E. Noah was a bold man (2 Peter 2:5). This fact is implied in Genesis 6 and stated explicitly in 2 Peter 2:5, where Noah is called a “preacher of righteousness.” He wasn’t just a builder who knew how to construct an enormous boat. And he wasn’t just a godly man who let his life speak for him. During the 120 years before the flood, Noah built the ark and preached righteousness to his own generation. I’m sure he warned them of the judgment to come and invited them to join him in the ark. But no one seemed to listen. Perhaps they were too busy to pay attention. After all, no one had ever seen rain before. Certainly no one had ever seen a worldwide flood before. Why should they take Noah seriously? To his contemporaries, he was like those people who preach on the street corners; it’s always easier just to walk on by than to stop and listen.
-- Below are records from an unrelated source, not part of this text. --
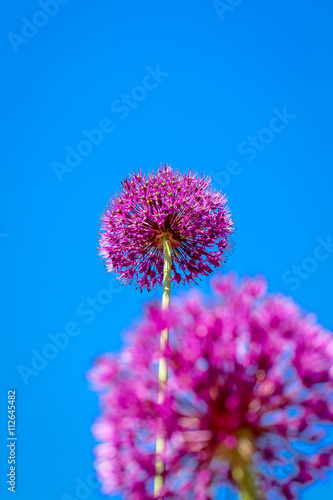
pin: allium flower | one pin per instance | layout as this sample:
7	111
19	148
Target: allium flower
249	395
183	206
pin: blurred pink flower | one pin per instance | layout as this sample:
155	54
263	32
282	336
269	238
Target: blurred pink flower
250	384
184	206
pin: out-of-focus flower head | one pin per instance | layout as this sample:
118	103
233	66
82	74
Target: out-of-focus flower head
184	206
250	385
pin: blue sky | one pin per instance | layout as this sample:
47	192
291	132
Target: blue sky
91	90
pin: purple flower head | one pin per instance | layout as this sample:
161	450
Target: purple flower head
185	207
250	387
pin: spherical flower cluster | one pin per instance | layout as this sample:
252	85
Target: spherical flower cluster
250	386
185	207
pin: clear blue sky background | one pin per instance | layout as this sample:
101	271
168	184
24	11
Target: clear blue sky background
222	79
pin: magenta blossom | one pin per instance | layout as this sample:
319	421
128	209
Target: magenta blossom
185	207
250	389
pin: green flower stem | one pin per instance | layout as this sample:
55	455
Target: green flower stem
245	482
163	369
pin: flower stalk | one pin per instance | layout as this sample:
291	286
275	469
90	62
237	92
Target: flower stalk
163	368
245	483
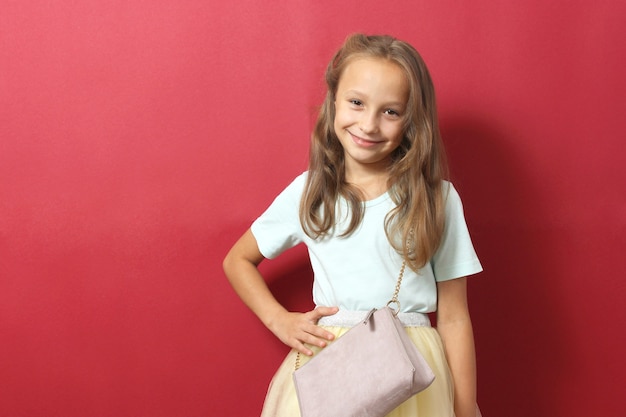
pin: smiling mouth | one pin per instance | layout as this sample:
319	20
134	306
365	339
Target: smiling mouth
363	142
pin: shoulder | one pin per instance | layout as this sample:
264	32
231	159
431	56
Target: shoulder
297	184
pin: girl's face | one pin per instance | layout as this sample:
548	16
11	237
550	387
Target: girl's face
370	102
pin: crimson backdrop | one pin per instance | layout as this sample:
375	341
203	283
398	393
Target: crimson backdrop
140	138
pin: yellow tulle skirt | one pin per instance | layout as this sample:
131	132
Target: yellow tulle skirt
435	401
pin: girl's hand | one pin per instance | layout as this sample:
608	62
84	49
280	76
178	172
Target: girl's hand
296	329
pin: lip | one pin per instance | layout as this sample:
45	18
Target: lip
365	143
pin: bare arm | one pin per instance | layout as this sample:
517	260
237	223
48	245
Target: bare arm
293	329
455	327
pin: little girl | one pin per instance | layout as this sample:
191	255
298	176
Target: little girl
374	196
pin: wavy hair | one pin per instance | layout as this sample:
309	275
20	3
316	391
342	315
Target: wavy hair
415	226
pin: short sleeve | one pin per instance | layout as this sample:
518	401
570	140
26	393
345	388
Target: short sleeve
278	228
456	256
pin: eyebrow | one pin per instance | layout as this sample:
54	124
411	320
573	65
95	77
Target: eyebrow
387	104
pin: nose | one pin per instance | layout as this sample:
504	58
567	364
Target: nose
369	122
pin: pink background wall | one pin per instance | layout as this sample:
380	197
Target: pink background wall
138	139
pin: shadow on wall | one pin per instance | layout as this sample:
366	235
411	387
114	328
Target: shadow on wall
521	349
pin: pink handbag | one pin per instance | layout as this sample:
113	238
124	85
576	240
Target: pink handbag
370	370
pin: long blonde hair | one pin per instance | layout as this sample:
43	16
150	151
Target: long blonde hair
415	226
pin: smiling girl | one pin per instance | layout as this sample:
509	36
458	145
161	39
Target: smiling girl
376	176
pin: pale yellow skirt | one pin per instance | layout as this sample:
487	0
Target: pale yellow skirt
435	401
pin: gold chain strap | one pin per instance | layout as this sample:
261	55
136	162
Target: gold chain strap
394	300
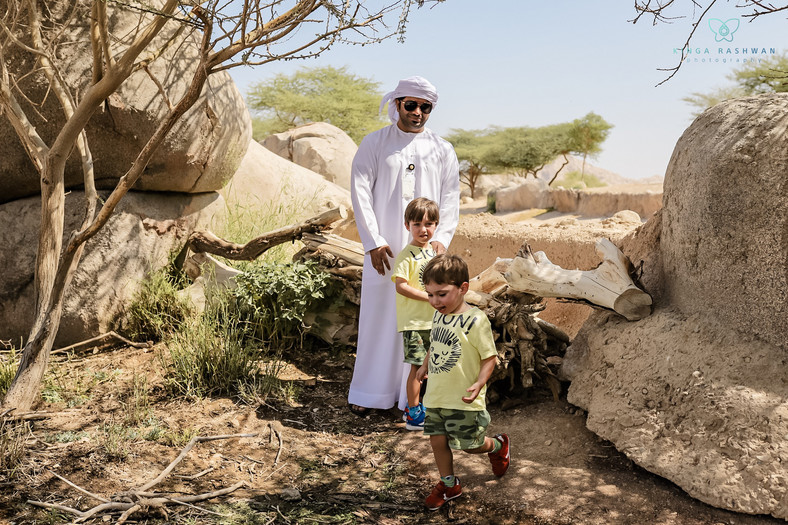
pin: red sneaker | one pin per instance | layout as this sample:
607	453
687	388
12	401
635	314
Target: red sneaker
441	494
500	459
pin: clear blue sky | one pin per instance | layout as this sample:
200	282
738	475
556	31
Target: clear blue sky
527	63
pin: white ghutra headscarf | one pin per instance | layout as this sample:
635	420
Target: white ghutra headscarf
418	87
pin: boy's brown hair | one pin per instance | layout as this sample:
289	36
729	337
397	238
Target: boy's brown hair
446	269
418	208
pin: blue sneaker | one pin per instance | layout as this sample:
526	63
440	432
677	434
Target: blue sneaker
414	419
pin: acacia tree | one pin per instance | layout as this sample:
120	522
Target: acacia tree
322	94
586	136
470	147
231	34
668	11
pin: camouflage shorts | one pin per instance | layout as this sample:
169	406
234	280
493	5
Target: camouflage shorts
464	428
416	344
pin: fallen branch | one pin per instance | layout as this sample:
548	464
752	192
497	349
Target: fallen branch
207	242
608	285
131	502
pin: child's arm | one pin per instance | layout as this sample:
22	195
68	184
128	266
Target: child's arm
403	288
488	365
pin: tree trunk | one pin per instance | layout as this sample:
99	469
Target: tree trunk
608	285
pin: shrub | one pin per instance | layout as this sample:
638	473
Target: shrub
576	180
274	298
156	310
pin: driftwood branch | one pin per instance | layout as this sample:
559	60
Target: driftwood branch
100	340
207	242
131	502
608	285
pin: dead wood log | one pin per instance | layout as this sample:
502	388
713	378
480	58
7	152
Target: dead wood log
205	241
100	341
608	285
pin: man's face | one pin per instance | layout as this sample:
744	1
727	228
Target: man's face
411	121
446	298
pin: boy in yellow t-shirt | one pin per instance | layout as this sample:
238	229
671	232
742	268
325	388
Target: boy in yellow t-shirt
460	361
414	313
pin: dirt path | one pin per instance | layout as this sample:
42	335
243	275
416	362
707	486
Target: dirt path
330	466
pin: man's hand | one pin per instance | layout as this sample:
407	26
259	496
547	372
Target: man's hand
438	247
380	258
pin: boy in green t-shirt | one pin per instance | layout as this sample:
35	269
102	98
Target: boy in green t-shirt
414	313
460	361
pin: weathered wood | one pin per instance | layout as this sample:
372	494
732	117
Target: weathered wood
350	252
608	285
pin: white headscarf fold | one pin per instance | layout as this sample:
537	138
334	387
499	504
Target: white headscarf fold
418	87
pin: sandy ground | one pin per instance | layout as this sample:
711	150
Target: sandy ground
311	461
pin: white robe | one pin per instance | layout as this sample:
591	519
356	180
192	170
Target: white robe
390	169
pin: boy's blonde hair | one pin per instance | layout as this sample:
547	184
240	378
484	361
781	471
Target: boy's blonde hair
446	269
418	208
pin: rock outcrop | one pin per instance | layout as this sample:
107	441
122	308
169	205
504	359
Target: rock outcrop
319	147
697	392
267	182
201	152
605	201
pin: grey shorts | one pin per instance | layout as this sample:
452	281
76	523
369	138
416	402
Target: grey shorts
464	428
416	344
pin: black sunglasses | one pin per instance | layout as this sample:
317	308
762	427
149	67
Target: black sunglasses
411	105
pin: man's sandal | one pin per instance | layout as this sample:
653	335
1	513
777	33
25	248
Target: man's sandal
359	410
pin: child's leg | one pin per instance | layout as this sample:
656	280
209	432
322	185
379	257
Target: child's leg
444	458
413	387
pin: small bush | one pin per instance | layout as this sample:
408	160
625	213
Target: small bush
274	298
575	180
211	355
491	202
12	447
156	310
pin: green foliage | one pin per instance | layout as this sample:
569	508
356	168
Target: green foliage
491	202
526	150
576	180
273	299
321	94
12	446
587	134
769	75
156	310
211	354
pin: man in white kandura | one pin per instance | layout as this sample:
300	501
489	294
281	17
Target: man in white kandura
393	166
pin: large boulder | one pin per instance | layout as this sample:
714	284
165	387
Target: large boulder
140	237
319	147
199	154
725	232
266	182
697	392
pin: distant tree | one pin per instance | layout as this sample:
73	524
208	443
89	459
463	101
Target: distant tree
668	12
767	76
587	135
525	150
320	94
225	35
470	146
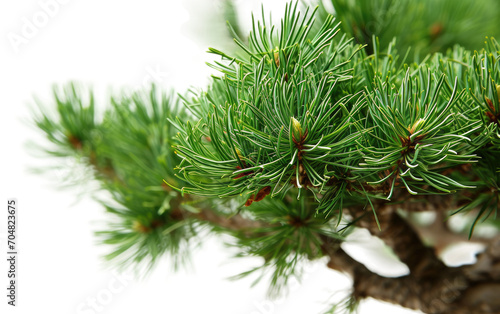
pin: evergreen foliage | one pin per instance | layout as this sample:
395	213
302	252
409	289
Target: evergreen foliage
301	123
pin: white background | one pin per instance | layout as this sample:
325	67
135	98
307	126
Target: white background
113	45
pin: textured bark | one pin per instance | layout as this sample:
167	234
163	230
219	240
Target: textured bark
398	234
431	286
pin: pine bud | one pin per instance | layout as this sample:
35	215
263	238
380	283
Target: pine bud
416	125
296	129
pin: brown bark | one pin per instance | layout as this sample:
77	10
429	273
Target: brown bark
431	286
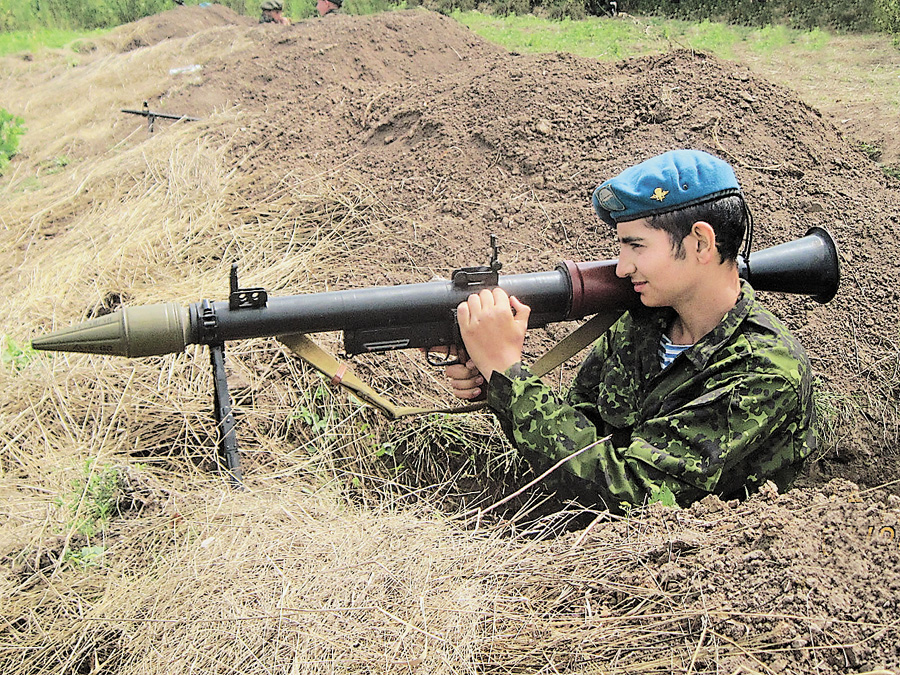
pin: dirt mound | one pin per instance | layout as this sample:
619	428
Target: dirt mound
180	22
468	140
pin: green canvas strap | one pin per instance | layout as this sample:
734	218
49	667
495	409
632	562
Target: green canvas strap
340	374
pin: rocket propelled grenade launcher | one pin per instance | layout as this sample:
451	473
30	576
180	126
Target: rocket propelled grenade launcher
379	319
384	318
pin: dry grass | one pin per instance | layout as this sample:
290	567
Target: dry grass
120	551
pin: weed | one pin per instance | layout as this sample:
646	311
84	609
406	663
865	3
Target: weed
86	556
663	495
870	150
891	172
834	415
11	128
55	165
94	498
317	411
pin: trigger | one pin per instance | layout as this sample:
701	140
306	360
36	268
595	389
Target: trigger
440	360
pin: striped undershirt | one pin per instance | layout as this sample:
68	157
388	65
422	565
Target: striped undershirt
668	351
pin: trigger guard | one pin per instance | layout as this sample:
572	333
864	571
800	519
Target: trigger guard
441	363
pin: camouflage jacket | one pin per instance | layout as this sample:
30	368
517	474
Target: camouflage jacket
731	412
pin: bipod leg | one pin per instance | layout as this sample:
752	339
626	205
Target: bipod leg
229	459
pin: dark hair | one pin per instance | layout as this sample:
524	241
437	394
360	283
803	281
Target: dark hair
726	215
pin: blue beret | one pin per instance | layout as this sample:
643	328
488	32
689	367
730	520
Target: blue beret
667	182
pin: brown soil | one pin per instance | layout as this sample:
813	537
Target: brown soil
474	140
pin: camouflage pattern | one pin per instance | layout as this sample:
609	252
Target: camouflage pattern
731	412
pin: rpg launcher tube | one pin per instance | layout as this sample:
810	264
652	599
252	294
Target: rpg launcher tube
422	315
572	291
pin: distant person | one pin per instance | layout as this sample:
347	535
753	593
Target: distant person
699	391
271	13
328	6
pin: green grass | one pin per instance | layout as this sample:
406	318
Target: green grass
43	38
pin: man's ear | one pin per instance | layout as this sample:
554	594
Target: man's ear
704	242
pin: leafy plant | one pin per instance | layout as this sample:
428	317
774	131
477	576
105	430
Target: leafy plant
663	495
11	128
94	498
86	556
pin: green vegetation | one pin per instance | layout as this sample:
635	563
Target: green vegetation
11	128
41	38
94	498
612	40
13	356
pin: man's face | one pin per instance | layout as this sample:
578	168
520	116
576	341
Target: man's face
646	257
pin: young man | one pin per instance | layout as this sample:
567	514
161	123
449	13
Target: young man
700	391
271	13
325	7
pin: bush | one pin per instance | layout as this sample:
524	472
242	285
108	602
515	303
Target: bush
11	128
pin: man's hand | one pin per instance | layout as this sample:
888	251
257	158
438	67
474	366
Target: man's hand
492	325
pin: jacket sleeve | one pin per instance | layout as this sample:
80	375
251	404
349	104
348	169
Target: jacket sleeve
687	449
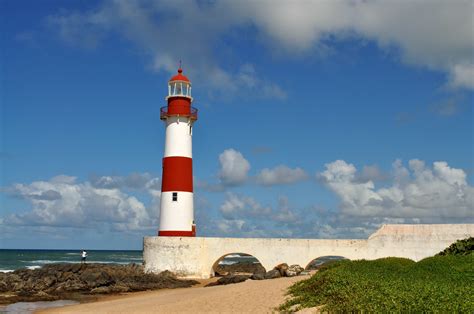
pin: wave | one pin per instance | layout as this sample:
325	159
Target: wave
43	262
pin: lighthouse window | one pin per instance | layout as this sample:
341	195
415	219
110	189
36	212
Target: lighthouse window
179	89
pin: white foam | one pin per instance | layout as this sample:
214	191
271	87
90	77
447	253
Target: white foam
227	262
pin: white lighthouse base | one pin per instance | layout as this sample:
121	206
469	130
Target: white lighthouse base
191	257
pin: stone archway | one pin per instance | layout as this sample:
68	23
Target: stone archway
236	262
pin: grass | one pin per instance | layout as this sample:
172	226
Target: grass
435	284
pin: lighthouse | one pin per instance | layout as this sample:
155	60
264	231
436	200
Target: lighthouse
177	206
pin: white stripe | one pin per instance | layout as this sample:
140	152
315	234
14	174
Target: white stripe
176	215
178	140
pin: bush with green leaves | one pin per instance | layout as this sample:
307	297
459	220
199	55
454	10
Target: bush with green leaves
435	284
460	247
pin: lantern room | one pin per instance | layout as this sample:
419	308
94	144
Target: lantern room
179	86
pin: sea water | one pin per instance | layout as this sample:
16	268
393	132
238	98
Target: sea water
32	259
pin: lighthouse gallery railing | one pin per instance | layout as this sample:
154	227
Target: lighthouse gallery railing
178	110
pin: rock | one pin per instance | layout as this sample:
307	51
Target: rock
243	267
257	276
57	281
43	296
293	270
272	274
167	274
96	278
70	285
110	289
282	268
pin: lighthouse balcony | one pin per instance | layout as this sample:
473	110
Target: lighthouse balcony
178	111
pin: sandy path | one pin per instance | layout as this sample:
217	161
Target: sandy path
256	296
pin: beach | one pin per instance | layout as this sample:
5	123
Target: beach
255	296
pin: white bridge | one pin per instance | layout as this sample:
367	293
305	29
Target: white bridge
191	257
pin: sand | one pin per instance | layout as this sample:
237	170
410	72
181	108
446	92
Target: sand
251	296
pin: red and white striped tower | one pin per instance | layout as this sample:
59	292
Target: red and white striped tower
177	208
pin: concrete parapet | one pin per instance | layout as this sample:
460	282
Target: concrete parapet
191	257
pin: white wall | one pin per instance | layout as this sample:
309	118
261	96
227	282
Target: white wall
194	257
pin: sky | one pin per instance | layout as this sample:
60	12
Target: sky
317	119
Jesus compared the days of Noah to the days preceding His return to the earth (Matt. 24:37-39). As it was then, so it shall be again. The past is the key to the future.

F. Noah saved his own family. How did Noah manage to save himself and his family from such a negative environment? We are not left to wonder about the answer because it is spelled out for us in Hebrews 11:7. This is a powerful verse that I recommend you read, memorize, and teach to your own family. We can break this verse down into four smaller statements that help us see what Noah did:

1. He believed what God said.

2. He built an ark to save his family.

3. He rejected the corruption of the world.

4. He and his family were delivered from destruction.

Here is a message for all of us. Noah was a righteous man who had great faith in God. His faith saved his entire family. But note this: Not one word is ever said about Noah’s wife’s faith or the faith of Noah’s sons and daughters-in-law. But they must have had some faith. Why? Because when Noah entered the ark, his wife went with him. Their sons followed them. And their sons’ wives followed them. I don’t know how much faith they had, but they had enough to follow the head of their family. And Noah had enough faith to inspire all of them to follow his example. That’s the power of a godly leader.


Noah was a godly man in an ungodly age, a bright light shining in the darkness. Because he had character and obeyed God when the world thought he was crazy, he ended up leading his own family to salvation. God blessed him, just as God blesses all who follow in His steps. Let there be no complaining about how hard things are and no excuses about how evil the world has become. Be a person of character. Be someone with conviction. Take a stand for the Word of God and don’t worry about what the world thinks. You’ll save yourself, and by God’s grace, you may save your family and many others, too.